MacArthur thinks that Paul wrote this before Demas abandoned the ministry:

This is the fly in the ointment. “And Demas greet you.” I call Demas the man with a sad future. This is the last man in the photograph, and he’s a sad man. Oh, here it isn’t sad. He says, “Demas greets you.” And at the end of the book of Philemon it talks about Demas: “My fellow worker.” Man, it sounds good; good ol’ Demas, hanging in there. He’s been around. I think he was around at least two years. I do know that he was with Paul in both imprisonments. That’s substantial commitment.

But there’s a sad thing about him, because it says in 2 Timothy 4:9, Paul says to Timothy, listen to this: “Do your diligence to come shortly to me;” – now listen – “for Demas has forsaken me, having loved this present world, and is departed to Thessalonica.” Isn’t that sad?

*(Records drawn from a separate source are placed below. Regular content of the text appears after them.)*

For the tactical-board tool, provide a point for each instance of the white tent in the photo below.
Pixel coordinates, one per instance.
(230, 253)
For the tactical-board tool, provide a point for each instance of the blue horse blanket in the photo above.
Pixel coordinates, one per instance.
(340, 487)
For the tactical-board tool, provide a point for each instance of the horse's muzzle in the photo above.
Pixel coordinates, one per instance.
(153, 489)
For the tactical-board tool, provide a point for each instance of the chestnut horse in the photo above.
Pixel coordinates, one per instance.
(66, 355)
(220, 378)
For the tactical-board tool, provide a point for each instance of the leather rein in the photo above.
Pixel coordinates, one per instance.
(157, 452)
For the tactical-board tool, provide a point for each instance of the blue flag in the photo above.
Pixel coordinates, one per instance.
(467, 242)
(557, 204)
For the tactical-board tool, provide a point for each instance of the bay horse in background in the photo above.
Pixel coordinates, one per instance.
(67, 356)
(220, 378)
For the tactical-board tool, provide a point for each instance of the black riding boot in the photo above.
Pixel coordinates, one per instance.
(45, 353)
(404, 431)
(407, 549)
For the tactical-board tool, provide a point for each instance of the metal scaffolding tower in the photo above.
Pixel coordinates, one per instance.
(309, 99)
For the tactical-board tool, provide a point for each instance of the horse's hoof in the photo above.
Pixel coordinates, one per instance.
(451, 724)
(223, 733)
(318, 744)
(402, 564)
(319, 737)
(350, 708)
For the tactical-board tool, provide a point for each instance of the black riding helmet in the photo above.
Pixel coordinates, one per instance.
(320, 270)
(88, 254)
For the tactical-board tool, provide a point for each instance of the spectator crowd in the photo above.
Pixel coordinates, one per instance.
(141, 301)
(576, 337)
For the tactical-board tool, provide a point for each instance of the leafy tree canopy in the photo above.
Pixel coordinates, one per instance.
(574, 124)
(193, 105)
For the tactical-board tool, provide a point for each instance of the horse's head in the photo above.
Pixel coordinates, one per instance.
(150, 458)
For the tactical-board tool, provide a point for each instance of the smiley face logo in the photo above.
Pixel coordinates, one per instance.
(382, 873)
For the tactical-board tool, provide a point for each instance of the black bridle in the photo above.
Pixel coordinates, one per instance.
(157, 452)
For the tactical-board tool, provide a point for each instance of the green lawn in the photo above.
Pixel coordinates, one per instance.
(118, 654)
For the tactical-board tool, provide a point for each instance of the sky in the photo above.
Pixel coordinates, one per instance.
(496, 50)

Yeah, he says, “Demas was around the first imprisonment, Demas was around the second imprisonment, my fellow worker. But he left me, because he loved the present system.” So he went to Thessalonica. He abandoned Paul because he fell in love with the world.

You know something? There are some of those kind in everybody’s ministry, that’s right. Jesus had His Judas, and Paul had his Demas, and all of us have the same kind. They’re all there somewhere, and they show up, and it’s sad. And what’s so sad about it is the privilege and the opportunity and the learning, the exposure that they had somehow never caught. And those are the people I know in my own life, those Demas[es] that have been in my life; those are the people that haunt me, because I don’t understand it. But it’s comforting to know that you can’t be a winner all the time, that even the best are going to have those that fail. And like Paul’s heart, they’ll break our hearts, and we’ll never forget; and the scars will be deep, and the questions will always be there.

MacArthur concludes:

Well, that’s the picture: a man with a sad future, a man with specialized ministry, a man with a strong commitment, a man with surprising future, a man with a sympathetic heart, a man with a sinful past, and a man with a servant’s heart. Quite a team, isn’t it? That’s the Pauline Evangelistic Association. Headquarters: jail, Rome. A great bunch.